Deep learning, as an advanced version of Artificial Neural Networks (ANN), can learn complex non-linear relationships from data, and promoting higher generalizability on unseen datasets. However, their predictive capability relies on updating parameters based on learning from a large volume of annotated data. In the interdisciplinary field of animal behavior and deep learning, a major challenge is the shortage of well-annotated datasets and the operations involved in conducting animal experiments can differ [74,75].

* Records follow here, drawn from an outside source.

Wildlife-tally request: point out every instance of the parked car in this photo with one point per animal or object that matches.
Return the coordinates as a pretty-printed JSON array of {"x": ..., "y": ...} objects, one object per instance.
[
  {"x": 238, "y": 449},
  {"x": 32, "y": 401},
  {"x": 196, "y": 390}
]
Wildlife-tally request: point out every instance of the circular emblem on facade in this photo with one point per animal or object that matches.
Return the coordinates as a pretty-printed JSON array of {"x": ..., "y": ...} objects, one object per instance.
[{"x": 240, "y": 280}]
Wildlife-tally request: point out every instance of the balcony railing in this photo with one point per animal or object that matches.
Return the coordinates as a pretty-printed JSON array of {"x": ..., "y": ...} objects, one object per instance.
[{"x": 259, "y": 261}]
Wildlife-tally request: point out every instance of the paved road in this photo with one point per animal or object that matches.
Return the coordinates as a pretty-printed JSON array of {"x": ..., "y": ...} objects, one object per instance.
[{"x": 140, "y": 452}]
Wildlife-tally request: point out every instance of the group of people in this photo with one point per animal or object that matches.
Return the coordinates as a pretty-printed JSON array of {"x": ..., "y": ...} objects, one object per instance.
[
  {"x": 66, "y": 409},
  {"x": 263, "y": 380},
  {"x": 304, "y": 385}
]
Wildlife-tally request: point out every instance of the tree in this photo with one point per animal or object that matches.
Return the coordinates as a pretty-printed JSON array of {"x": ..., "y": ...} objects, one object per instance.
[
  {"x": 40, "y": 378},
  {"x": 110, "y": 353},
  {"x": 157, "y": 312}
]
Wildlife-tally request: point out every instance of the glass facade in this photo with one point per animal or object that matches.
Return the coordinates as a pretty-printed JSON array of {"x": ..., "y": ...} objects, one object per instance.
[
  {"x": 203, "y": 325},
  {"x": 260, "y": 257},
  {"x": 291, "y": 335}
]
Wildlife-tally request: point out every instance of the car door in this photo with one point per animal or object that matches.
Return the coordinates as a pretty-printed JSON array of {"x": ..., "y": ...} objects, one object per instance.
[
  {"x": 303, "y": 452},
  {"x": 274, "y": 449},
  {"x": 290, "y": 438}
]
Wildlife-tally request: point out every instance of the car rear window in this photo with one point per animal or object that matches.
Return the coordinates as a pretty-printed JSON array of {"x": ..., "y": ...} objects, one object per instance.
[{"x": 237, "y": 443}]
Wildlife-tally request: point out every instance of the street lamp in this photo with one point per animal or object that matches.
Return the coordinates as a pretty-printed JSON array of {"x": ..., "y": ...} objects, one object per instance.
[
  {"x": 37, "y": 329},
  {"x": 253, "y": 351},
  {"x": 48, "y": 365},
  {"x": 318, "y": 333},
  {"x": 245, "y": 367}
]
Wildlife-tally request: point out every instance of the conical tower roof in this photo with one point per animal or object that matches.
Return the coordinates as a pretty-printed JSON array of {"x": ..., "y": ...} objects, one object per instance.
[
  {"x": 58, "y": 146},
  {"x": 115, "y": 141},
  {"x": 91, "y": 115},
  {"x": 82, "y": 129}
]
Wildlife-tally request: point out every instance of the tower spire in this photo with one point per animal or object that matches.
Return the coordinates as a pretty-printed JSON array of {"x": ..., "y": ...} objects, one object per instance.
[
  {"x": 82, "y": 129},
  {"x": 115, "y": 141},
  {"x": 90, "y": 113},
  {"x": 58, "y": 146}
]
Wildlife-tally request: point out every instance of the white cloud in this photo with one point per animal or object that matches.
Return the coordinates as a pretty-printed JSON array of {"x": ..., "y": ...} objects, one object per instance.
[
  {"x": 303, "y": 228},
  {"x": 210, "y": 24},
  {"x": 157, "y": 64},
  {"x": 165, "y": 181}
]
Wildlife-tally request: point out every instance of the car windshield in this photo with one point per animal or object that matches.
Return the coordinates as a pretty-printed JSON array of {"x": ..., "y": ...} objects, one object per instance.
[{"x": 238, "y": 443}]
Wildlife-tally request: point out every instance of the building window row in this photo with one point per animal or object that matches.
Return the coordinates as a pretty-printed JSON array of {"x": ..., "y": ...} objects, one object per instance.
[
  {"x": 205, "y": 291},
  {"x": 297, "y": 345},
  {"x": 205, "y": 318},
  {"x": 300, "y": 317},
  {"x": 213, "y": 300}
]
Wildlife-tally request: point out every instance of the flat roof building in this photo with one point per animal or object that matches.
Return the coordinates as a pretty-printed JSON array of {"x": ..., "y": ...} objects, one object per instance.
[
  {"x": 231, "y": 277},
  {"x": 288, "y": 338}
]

5.3. Facilitate Muti-Modal Animal Behavior Recognition

Using computer vision to recognize animal behavior is another critical aspect of real-time monitoring compared with using wearable sensors. However, challenges such as image occlusions, shot height, and angle variations, along with environmental disturbances are inevitable. Fortunately, growing research is focusing on aggregating information from multiple sources or models, utilizing data forms that fuse both linear and non-linear characteristics to train the final model. This sort of approaches, known as multi-modal learning [76], has been shown to improve model performance. In most cases, they are based on the fusion of data coming from RFID, GPS, IMU as a wearable device, and an optical heart rate sensor. These methods are mainly focused on information fusions. More elaborate approaches align data structures with objective functions for richer contemplation. But working with multiple sources of data increases complexity, resulting in frictions in processes or risks of bias. Integrating these components may be useful in ascertaining certain facets of animal welfare when evident in non-stationary environments. Animal bio-mechanisms, topologies, and reinforcement learning can also be exposed through data mining and/or applied animal science or engineering methodologies. These methods usually depend on the collection of large, well-annotated datasets from all sources and devices. We propose a generalized annotation framework, which could serve as a potential solution for IoT-based applications for Industry 4.0.

6. Conclusion

In this study, we evaluated the mainstream machine learning and active learning strategies, the efficiency of "Classifier & Active Learning" are visualized by learning curves and heatmaps. The 27 classes of inherent high diversity and spontaneities of animal nature is an example for other animal behavior recognition. We proposed a framework that comprises high-dimensional feature extraction processes, light classifier selection, and a simple active learning design, the development of an annotation platform or interface with the purpose of high-quality data and scarce patterns would benefit from this framework. We used 3.28 seconds in the annotator’s action of observation and decision-making, whereas most active learning applications typically focus on the number of queries. The versatility but with a degree of complexity in algorithmic design has been emerged in recent active learning studies, however, in our comparison of DWU and standard UNCERTAINTY, we found that DWU was mostly inferior, which indicates that the high complexity introduced by feature extraction, can enrich the distribution information allowing alternative simpler active learning. Nevertheless, hybrid density and diversity are novel aspects of active learning and, have the risk of being redundant and burdensome in high-dimensional feature space. In future research, the stopping criterion for boosting-based classifiers and the identification of individual behavior of laying hens are expected.